Mais à frente, o ex-chefe do Estado-Maior da Armada defendeu que, apesar do resultado, o movimento em torno da sua candidatura “constituiu uma lufada de ar fresco”.
“Depois de 45 anos a servir Portugal, posso afirmar com clareza que o país continuará a contar comigo, com a minha participação cívica, com a minha e com o meu empenho na defesa dos valores que sempre me orientaram”, salientou.
Na sua declaração inicial, Gouveia e Melo disse que a sua candidatura constituiu “uma experiência” que o honrou.

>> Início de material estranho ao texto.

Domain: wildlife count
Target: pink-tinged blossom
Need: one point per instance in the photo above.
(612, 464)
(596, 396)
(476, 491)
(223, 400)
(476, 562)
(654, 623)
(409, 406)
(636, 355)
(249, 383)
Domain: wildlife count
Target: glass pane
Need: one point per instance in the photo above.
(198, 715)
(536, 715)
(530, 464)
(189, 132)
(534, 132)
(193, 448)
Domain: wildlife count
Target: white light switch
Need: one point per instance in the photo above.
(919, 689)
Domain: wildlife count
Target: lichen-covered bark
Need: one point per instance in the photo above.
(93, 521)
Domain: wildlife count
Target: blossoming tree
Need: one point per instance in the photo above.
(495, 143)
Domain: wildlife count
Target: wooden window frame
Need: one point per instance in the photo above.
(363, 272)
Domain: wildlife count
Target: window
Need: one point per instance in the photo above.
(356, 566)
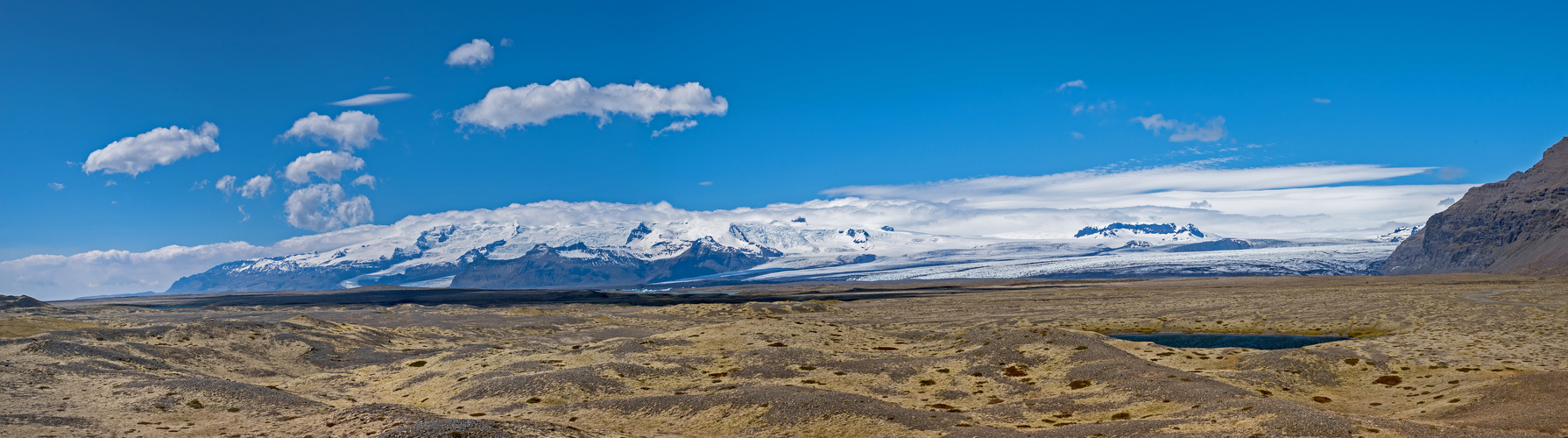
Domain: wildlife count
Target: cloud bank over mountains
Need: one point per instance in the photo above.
(1303, 201)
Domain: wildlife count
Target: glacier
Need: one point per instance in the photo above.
(521, 250)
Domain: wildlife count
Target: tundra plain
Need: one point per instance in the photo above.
(1440, 355)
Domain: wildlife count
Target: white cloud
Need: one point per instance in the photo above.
(373, 99)
(477, 53)
(1451, 173)
(1103, 105)
(1211, 131)
(328, 166)
(224, 184)
(505, 107)
(327, 208)
(676, 126)
(256, 187)
(351, 129)
(157, 146)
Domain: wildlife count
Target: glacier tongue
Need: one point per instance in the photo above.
(498, 253)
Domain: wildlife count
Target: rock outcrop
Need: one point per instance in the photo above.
(1512, 226)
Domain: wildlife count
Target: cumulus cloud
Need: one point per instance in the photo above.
(224, 184)
(477, 53)
(256, 187)
(1101, 107)
(676, 126)
(505, 107)
(157, 146)
(1211, 131)
(328, 166)
(327, 208)
(351, 129)
(373, 99)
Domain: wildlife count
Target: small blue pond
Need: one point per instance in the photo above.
(1230, 341)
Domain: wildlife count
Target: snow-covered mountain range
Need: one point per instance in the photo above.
(496, 253)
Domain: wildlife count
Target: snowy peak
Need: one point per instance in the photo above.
(1143, 231)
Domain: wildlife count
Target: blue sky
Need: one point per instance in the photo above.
(819, 96)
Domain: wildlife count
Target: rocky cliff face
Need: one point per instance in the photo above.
(1514, 226)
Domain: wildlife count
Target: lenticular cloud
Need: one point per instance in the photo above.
(505, 107)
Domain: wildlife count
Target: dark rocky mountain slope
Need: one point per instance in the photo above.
(1512, 226)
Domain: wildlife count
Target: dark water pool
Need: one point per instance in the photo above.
(1224, 341)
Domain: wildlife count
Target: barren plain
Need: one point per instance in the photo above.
(1443, 355)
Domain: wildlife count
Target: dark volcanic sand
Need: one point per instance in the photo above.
(1004, 358)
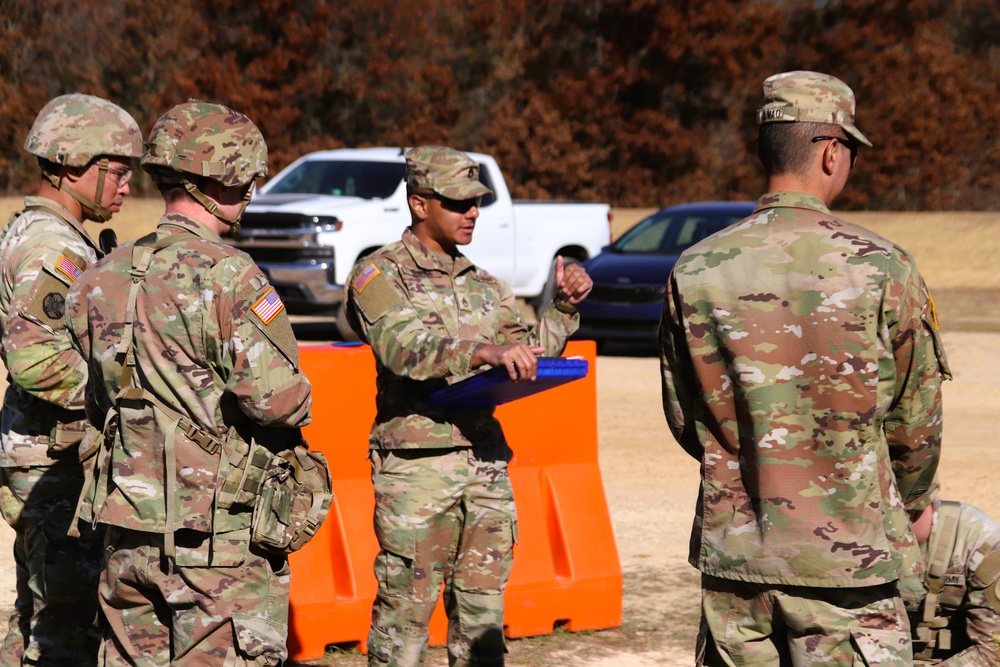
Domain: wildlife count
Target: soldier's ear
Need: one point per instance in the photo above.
(420, 207)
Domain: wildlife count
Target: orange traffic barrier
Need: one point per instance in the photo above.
(566, 568)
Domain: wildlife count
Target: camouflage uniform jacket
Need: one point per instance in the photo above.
(971, 617)
(801, 366)
(42, 252)
(424, 321)
(213, 342)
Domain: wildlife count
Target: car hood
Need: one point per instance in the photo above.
(329, 205)
(612, 268)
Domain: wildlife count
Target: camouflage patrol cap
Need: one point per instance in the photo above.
(207, 140)
(809, 97)
(446, 171)
(76, 128)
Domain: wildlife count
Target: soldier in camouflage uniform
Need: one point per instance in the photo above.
(444, 509)
(802, 368)
(204, 357)
(953, 605)
(85, 148)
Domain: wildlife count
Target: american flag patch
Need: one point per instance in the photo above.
(66, 266)
(268, 306)
(366, 277)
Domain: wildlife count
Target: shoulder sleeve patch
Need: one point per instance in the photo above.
(268, 306)
(266, 315)
(369, 274)
(49, 302)
(67, 266)
(373, 293)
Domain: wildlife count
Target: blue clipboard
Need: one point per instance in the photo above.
(494, 387)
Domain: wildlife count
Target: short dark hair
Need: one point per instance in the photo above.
(786, 148)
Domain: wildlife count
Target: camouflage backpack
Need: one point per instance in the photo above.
(289, 492)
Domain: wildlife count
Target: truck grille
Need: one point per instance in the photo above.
(285, 237)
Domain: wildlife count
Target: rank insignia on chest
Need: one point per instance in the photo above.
(66, 266)
(268, 306)
(369, 274)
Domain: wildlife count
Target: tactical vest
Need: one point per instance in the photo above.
(931, 633)
(274, 500)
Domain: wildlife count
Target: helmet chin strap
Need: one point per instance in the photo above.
(213, 208)
(99, 213)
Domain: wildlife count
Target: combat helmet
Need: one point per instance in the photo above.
(76, 129)
(205, 140)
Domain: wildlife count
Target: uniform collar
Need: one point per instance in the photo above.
(190, 224)
(427, 260)
(790, 200)
(63, 213)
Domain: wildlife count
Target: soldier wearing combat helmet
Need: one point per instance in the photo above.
(196, 383)
(802, 368)
(86, 148)
(444, 506)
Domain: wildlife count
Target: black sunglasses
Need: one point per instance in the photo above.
(455, 205)
(848, 143)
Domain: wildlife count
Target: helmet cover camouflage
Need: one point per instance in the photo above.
(446, 171)
(809, 97)
(207, 140)
(76, 128)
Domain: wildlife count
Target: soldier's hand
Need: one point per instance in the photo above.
(572, 282)
(521, 361)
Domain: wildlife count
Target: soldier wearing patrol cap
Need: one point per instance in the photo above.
(953, 604)
(85, 148)
(192, 358)
(802, 368)
(444, 509)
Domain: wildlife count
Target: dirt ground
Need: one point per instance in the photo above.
(651, 483)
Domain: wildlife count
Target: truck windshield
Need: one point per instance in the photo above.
(368, 180)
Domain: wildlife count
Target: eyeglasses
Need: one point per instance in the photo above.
(121, 176)
(455, 205)
(852, 146)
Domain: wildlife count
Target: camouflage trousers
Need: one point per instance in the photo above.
(55, 612)
(762, 624)
(226, 616)
(441, 516)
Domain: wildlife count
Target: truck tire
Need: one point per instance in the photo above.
(344, 329)
(548, 292)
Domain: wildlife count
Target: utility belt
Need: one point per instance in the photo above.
(287, 494)
(68, 426)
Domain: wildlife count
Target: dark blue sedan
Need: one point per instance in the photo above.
(630, 275)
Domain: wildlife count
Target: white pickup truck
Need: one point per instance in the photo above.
(309, 224)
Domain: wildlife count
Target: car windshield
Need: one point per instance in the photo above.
(368, 180)
(667, 233)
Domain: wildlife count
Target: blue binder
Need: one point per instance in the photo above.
(494, 387)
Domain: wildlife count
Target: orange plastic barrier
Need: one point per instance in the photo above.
(566, 568)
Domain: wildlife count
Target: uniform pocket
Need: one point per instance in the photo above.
(398, 540)
(257, 641)
(882, 648)
(379, 645)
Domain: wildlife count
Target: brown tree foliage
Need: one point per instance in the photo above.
(634, 102)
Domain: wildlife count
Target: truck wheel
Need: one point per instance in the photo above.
(548, 292)
(343, 328)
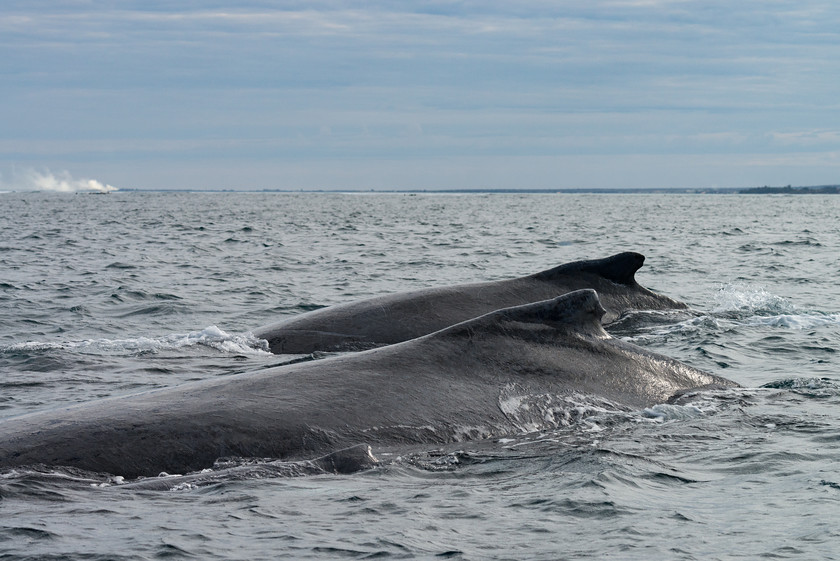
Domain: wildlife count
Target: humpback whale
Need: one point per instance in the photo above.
(510, 371)
(390, 319)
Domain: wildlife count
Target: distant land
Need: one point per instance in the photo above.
(766, 190)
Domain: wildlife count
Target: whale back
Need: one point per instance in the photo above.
(579, 311)
(620, 268)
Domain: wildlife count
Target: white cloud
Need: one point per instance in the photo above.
(34, 180)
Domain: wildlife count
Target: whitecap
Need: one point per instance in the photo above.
(212, 336)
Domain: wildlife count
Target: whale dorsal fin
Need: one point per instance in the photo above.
(619, 268)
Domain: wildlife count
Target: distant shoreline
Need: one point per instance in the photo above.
(766, 190)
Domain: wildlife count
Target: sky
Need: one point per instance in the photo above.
(496, 94)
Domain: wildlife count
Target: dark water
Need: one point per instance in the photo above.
(107, 295)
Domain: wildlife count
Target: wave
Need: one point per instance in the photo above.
(212, 336)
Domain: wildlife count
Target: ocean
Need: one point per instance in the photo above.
(116, 294)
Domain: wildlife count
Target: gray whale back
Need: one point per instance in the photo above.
(400, 317)
(502, 373)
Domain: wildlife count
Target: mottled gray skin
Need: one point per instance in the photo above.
(452, 385)
(394, 318)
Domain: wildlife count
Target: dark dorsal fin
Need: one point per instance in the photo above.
(619, 268)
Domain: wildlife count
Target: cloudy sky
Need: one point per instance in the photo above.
(420, 94)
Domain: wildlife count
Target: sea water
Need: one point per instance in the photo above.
(116, 294)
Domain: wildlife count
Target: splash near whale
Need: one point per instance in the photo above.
(394, 318)
(507, 372)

“Honrou-se pela confiança recebida, pela forma como fui acolhido em todo o país e pela oportunidade de participar ativamente num momento tão relevante da nossa democracia. É com grande satisfação que concluo que este movimento que conseguiu algo que considero essencial para o futuro coletivo”, sustentou.
Especificou que, na sua perspetiva, a sua candidatura, “conseguiu agregar pessoas muito diferentes, de espetros [políticos] distintos, com histórias de vida, ideias e sensibilidades diversas”.
“Demonstramos que é possível unir a diferença quando existe uma causa maior que nos transcende a todos – e essa causa maior é o nosso país. Portugal pode e deve ser um espaço de convergência, mesmo quando há diversidade de opiniões”, acrescentou, recebendo uma prolongada salva de palmas.
Na sua intervenção inicial, Gouveia e Melo voltou a defender a tese de que é preciso “despartidarizar a Presidência da República e devolver a esse cargo a sua natureza verdadeiramente suprapartidária”.
“O país beneficia quando o Presidente da República é visto como um garante de equilíbrio, de estabilidade e de proximidade a todos os portugueses, sem exceções. Foi isso que me propus com este desafio, pela importância de trazer uma lufada de ar fresco à vida pública, de mostrar que é possível servir o país com independência, sentido de missão e espírito de compromisso, sem amarras partidárias”, completou.